# Windows 7 install - autorun.dll corrupt



## funktank (Jun 12, 2008)

Hi all,

I'm having a few problems re-installing windows 7.

When I try and intall (ISO from harddrive), I get an error message saying that autorun.dll is corrput or missing. I've tried a different download of the ISO, but also getting errors.

I've reinstalled various drivers (don't even know if this is relevant!), but still the same error message.

Google has offered me nothing helpful at all.

Any advice from anyone? It would be much appreciated.
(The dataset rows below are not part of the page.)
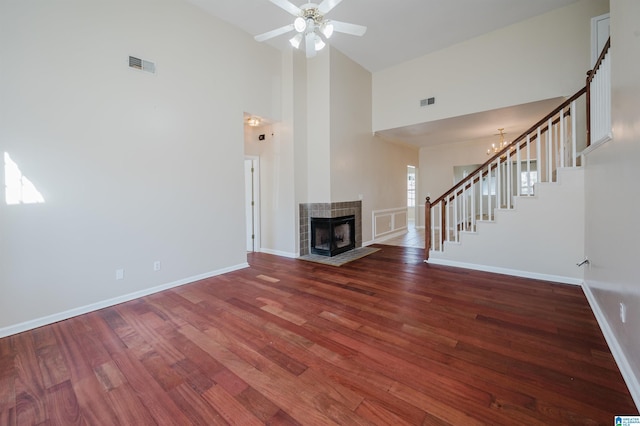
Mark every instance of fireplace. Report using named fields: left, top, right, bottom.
left=311, top=215, right=356, bottom=256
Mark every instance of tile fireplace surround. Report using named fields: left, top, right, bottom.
left=300, top=201, right=362, bottom=256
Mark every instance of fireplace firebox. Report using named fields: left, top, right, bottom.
left=311, top=215, right=356, bottom=256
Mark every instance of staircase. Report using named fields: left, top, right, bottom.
left=425, top=42, right=611, bottom=283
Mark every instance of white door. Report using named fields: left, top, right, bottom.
left=244, top=157, right=260, bottom=251
left=591, top=13, right=609, bottom=66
Oh, also worth noting I reinstalled XP just incase that was the problem, but now I am stuck with crappy XP! I want windows 7 back!!

Cheers guys.


----------



## jcgriff2 (Sep 30, 2007)

Hi -

You mention "install ISO from HDD" - did you burn ISO to DVD and then boot with DVD?
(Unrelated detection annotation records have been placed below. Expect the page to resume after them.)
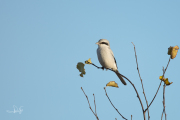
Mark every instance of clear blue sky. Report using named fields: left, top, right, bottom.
left=0, top=0, right=180, bottom=120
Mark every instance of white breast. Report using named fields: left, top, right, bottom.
left=97, top=45, right=117, bottom=70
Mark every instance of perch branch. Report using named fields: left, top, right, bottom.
left=132, top=42, right=150, bottom=120
left=81, top=87, right=99, bottom=120
left=104, top=87, right=127, bottom=120
left=145, top=58, right=171, bottom=111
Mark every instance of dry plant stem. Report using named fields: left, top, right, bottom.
left=104, top=87, right=127, bottom=120
left=92, top=63, right=146, bottom=120
left=81, top=87, right=99, bottom=120
left=131, top=115, right=132, bottom=120
left=93, top=94, right=97, bottom=115
left=145, top=58, right=171, bottom=111
left=161, top=83, right=167, bottom=120
left=132, top=42, right=150, bottom=120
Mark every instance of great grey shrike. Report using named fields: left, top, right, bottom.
left=96, top=39, right=126, bottom=85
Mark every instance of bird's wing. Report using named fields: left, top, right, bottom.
left=110, top=49, right=118, bottom=69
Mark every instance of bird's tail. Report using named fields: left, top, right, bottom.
left=115, top=70, right=127, bottom=85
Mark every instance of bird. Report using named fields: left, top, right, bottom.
left=96, top=39, right=126, bottom=85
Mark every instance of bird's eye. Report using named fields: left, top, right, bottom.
left=101, top=42, right=108, bottom=45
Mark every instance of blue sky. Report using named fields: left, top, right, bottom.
left=0, top=0, right=180, bottom=120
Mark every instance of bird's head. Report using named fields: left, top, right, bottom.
left=96, top=39, right=110, bottom=46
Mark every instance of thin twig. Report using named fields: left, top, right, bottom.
left=131, top=115, right=132, bottom=120
left=145, top=58, right=171, bottom=111
left=161, top=83, right=167, bottom=120
left=81, top=87, right=99, bottom=120
left=132, top=42, right=150, bottom=120
left=104, top=87, right=127, bottom=120
left=93, top=94, right=97, bottom=115
left=92, top=63, right=146, bottom=120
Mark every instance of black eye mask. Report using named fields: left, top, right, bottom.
left=100, top=42, right=108, bottom=45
ImgBurn to burn ISO to DVD --> http://www.imgburn.com/index.php?act=download

Regards. . .

jcgriff2

.


----------



## funktank (Jun 12, 2008)

I don't have a DVD drive in order to burn the image.
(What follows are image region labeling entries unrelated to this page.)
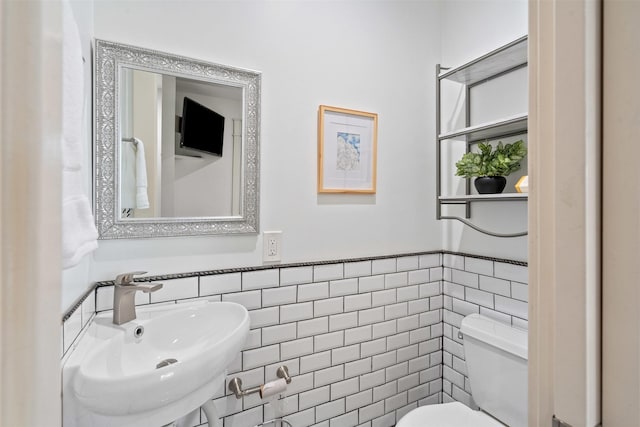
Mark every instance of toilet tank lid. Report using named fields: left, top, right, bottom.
left=460, top=314, right=528, bottom=360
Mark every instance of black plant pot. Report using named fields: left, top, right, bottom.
left=473, top=176, right=507, bottom=194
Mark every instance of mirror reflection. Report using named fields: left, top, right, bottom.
left=119, top=67, right=242, bottom=219
left=93, top=40, right=261, bottom=239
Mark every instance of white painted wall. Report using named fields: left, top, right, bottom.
left=58, top=0, right=442, bottom=309
left=440, top=0, right=528, bottom=261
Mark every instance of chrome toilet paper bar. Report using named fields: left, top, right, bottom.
left=229, top=365, right=291, bottom=399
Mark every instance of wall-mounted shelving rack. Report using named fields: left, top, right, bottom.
left=436, top=36, right=528, bottom=237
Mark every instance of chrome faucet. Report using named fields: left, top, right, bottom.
left=113, top=271, right=162, bottom=325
I actually solved this one myself.

I downladed Magic ISO and was trying to open the setup.exe file from there. This was giving me the errors.

In the end I mounted the iso image and chose my CD drive - this then allowed the install from ISO directly from HDD.

Weird but done now and that is the last time I install a OS from the HDD.


----------